The Chicago Jazz Orchestra was celebrating its 25th anniversary, and he was considering a way to distinguish the orchestra with a legendary recording. Why not re-record the Gil Evans arrangements, but with Miles Davis’ friend and mentor, Clark Terry? After all, Terry knew Davis when the younger trumpeter was a young dentist’s son from East St. Louis as he was breaking into some of the St. Louis bands. And Terry took Davis under his wing at time after he after he moved to New York, even allowing Davis to stay in his apartment for a while when his money ran out. Nonetheless, both developed distinctively different sounds, Davis’ dark and brooding and spare and Terry’s bright and declarative and based upon the cadence of the human voice. Duke Ellington recognized this when he appointed Terry to play the part of Puck on "Up And Down, Up And Down" from Such Sweet Thunder. Like all of the other members of Ellington’s orchestra, Clark Terry’s playing was personalized, and he could be identified immediately when he played.
That same personalization occurs on Porgy & Bess. The difference is that instead of playing just one part in a musical adaptation of a play, as in Such Sweet Thunder, Terry plays all of the parts, from the fanfare-to-sweetness-to-swing-to-myteriousness introduction of "Buzzard Song" to the taking up of the character in "Here Come De Honey Man" when Terry sings, almost scats, the part on the minute-and-a-half track. While Terry plays "I Loves You Porgy" with open trumpet, his tone unforced and burnished, "Summertime" comes across muted, more reminiscent of some of Davis’ work than the other tracks. Some of the surprises of the Terry’s participation in Porgy & Bess are his bluesiness on "Fisherman, Strawberry And Devil Crab" with bent notes and flatted thirds, as well as the upbeat, sunny approach to "There’s A Boat That’s Leaving Soon For New York."

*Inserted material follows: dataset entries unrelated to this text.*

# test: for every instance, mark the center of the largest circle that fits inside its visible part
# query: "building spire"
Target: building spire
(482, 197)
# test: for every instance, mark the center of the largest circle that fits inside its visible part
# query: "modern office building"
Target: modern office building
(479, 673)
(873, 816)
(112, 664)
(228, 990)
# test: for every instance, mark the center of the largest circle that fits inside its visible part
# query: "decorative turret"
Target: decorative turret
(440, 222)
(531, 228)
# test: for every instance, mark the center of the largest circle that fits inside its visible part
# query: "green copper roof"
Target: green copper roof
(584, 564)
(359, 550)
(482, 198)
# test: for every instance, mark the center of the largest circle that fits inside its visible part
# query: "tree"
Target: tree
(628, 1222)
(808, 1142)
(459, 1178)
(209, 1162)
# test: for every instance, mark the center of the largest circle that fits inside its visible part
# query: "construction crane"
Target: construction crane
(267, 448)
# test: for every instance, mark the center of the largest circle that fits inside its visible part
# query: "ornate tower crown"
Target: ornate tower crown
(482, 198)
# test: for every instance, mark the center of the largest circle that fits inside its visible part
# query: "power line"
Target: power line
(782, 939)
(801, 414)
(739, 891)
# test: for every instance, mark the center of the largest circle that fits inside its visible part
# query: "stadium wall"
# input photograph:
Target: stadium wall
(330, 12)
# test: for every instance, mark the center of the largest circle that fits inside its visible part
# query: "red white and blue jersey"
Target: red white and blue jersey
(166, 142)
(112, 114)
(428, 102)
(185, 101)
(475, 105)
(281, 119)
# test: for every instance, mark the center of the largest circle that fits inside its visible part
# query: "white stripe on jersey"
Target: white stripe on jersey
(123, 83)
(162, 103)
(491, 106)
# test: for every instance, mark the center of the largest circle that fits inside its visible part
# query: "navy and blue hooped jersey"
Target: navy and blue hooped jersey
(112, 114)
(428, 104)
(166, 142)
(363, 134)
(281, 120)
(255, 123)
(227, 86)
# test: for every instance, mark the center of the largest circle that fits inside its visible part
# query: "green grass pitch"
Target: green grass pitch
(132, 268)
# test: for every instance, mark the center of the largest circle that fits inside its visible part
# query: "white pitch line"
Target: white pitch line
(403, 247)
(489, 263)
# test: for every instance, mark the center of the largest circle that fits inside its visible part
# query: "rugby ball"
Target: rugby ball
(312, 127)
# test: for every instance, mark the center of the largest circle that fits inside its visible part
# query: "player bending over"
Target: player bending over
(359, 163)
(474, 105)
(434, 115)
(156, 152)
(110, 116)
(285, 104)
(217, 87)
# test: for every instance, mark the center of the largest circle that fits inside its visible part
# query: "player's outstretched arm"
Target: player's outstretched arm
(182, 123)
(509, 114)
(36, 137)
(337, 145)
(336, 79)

As for the Chicago Jazz Orchestra, it has devoted all of its resources to the accomplishment of the task, including the prominence of tubaist Dennis Carroll to fill out the sonic spectrum or drummer George Fludas’ animation of "Gone." More important, the Orchestra, with absolute respect for the original recording and the uniqueness of the arrangements, has re-created the fullness of sound and the atmosphere inherent in Evans’ work, more interested in richness of shifting colors than presentation of song. And so, the Chicago Jazz Orchestra’s recording of Porgy & Bess, entirely valid rather than imitative, offers another perspective of the folk opera and one, that bookends, along with Miles Davis’ classic version, the incomparable Gil Evans interpretation.